A certain amount of gossip is always going to exist. However, what lies at the heart of rampant gossip in the workplace is the desire to know exactly what is going on. Leadership should curb gossip whenever possible by making sure to disseminate and broadcast information thoroughly and effectively.
For example, managers can prevent rumors of layoffs by being frank and open about potential downsizing.

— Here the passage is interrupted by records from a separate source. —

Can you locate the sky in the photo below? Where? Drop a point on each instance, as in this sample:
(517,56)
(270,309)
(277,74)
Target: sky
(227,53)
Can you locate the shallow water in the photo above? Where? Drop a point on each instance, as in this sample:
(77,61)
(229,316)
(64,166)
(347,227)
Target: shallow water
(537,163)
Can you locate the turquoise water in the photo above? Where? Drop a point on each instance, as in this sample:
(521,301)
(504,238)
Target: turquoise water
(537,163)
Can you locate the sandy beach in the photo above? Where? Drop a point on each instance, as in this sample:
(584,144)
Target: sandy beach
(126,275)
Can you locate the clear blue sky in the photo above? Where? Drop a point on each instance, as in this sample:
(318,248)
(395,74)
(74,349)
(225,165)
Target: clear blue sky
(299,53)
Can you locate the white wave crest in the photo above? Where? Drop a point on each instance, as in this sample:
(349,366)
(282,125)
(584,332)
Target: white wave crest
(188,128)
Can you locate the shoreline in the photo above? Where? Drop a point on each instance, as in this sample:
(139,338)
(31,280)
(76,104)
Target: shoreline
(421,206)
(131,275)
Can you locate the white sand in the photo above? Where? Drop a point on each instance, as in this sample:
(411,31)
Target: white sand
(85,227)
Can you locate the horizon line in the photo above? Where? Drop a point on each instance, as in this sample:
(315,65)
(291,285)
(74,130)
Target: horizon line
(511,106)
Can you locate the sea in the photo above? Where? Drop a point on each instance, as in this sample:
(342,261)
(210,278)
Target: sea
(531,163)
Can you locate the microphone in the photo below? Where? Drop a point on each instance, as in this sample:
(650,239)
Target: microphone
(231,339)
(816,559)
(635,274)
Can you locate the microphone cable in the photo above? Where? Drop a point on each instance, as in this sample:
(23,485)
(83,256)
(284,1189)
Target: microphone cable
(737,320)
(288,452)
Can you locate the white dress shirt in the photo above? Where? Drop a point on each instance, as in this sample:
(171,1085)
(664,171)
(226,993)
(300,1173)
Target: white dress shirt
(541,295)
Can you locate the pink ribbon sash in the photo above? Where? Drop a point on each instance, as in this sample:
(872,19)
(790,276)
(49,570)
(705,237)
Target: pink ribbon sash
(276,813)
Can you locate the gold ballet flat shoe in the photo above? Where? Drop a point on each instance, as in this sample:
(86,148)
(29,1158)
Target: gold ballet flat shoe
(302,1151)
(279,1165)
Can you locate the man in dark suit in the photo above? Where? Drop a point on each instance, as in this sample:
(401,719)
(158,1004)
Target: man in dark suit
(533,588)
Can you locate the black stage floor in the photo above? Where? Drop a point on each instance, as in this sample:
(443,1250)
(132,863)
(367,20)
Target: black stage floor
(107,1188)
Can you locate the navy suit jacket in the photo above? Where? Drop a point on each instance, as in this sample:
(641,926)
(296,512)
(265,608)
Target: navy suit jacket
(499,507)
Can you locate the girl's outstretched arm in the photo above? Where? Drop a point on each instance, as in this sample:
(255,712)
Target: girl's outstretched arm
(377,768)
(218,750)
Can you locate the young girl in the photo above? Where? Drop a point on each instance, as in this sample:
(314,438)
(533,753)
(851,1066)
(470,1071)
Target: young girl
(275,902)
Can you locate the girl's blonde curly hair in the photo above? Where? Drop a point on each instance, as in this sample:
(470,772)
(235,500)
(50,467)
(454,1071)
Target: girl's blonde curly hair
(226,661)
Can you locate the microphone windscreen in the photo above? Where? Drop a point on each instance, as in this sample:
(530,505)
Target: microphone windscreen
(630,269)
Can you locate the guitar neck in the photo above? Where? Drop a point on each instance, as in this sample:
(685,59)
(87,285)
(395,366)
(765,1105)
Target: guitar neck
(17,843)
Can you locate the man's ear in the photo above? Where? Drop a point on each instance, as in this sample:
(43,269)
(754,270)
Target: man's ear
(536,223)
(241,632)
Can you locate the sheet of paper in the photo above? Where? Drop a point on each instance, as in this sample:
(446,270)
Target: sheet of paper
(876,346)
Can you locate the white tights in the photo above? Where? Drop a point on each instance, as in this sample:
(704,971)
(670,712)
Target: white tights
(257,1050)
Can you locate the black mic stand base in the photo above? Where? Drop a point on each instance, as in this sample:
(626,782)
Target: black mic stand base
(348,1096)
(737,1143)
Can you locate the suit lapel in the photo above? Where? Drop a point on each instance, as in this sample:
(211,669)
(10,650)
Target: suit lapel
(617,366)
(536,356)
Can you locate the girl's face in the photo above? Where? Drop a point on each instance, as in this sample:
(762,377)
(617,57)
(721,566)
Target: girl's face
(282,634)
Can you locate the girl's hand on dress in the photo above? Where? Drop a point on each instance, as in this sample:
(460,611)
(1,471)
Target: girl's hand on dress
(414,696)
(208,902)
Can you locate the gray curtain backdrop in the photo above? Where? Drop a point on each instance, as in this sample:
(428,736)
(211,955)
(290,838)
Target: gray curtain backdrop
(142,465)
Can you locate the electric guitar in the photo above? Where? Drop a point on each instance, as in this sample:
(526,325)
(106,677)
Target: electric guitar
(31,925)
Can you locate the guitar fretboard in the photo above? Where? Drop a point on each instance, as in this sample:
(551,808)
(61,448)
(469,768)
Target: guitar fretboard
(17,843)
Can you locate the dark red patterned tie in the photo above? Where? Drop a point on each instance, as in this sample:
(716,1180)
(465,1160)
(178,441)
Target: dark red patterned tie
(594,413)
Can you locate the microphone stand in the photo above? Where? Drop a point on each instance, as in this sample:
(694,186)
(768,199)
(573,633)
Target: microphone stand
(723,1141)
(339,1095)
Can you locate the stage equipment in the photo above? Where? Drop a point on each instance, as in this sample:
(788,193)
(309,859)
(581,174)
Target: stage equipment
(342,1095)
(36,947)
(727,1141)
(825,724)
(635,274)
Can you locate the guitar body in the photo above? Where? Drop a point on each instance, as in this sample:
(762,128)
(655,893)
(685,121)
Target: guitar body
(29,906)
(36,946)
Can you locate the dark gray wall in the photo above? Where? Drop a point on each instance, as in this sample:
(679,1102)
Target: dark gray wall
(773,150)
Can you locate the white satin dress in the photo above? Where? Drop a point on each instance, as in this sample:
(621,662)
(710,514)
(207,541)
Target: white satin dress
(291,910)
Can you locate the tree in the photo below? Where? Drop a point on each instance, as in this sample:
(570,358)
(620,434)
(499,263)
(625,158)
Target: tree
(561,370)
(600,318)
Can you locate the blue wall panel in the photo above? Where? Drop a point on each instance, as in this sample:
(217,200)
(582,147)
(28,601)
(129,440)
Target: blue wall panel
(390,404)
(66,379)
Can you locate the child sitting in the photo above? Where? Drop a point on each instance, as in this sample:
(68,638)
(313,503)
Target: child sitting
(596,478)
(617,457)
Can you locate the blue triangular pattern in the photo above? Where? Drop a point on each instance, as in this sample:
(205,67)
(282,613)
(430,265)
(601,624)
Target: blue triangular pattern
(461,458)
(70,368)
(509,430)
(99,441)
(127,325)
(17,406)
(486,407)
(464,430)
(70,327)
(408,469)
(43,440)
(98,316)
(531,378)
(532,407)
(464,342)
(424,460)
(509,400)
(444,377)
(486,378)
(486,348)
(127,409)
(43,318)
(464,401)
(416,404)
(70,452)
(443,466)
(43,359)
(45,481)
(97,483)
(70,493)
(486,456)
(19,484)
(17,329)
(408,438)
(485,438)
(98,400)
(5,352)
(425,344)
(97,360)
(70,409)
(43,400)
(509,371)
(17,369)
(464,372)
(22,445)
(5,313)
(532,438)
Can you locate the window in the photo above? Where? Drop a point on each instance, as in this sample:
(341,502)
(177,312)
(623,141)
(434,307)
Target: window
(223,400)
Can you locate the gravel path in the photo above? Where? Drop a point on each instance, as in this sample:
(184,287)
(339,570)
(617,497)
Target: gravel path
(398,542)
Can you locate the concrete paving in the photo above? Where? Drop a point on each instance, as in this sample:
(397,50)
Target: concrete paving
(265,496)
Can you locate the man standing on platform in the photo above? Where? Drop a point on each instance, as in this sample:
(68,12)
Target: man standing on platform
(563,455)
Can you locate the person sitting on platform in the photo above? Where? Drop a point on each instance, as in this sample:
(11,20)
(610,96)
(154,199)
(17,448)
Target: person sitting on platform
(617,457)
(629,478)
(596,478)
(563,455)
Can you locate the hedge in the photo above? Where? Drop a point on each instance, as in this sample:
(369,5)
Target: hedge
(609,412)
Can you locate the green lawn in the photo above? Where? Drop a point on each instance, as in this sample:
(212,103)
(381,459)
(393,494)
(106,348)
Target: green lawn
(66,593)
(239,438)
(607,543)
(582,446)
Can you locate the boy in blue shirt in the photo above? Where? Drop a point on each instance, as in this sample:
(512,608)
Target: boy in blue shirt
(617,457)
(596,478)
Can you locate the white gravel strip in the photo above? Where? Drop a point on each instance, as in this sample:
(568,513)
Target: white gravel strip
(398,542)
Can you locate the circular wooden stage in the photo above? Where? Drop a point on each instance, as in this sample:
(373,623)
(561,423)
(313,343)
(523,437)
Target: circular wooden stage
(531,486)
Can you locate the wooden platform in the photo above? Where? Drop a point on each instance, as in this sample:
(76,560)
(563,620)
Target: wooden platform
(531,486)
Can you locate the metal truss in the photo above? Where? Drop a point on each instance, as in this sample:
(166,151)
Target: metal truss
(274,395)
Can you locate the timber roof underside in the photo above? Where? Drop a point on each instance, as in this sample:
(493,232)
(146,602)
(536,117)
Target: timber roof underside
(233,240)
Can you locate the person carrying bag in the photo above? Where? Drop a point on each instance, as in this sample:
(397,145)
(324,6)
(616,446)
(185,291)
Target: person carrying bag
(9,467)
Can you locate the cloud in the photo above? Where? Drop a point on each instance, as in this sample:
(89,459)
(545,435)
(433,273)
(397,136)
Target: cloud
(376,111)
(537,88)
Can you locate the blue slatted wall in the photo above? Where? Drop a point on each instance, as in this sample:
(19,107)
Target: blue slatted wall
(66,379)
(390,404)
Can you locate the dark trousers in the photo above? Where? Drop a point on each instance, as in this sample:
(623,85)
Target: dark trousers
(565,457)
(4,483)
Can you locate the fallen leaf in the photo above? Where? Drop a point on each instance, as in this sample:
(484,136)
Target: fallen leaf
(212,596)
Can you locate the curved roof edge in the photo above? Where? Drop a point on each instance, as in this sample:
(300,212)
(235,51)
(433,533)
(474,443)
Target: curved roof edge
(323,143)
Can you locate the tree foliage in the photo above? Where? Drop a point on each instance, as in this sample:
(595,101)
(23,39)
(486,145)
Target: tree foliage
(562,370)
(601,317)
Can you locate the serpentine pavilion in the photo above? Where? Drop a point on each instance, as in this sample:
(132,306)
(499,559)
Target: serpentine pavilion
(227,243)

If certain employees are at the root of the workplace gossip machine, employ coaching, progressive discipline, and warnings to stop the behavior.
6. Sending mixed messages with employee recognition.
If an employee excels in an organization by operating outside of what the company culture prescribes, then that behavior is what will truly define the company culture.
“Boards and compensation committees need a complete picture of the relationship between compensation as it relates to corporate culture,” says Pearl Meyer’s David Swinford. “One that includes both financial and non-financial rewards, and that goes beyond the board’s statutorily-defined responsibility for oversight and compensation of talent.”
It is paramount to define compensation, accolades and recognition based upon long-term business and leadership strategies throughout the organization.
7. Putting up with bad behavior.
Company leaders often believe that tolerating certain behaviors is part and parcel of being open-minded and promoting diversity. Again, this is a misconception. Whatever a manager tolerates will ultimately determine the company culture.
Micromanaging, rewarding bad behavior, favoritism, and gossip — if you tolerate it, it will take root and proliferate.
Confronting and eliminating bad behavior may be the most difficult aspect of leading a workforce team because it involves having hard, honest conversations. But those difficult conversations are necessary because there is much more at stake than being uncomfortable.
Don’t take the easy way out by saying nothing. Speak up, act, and promote the culture you want your organization to develop and maintain.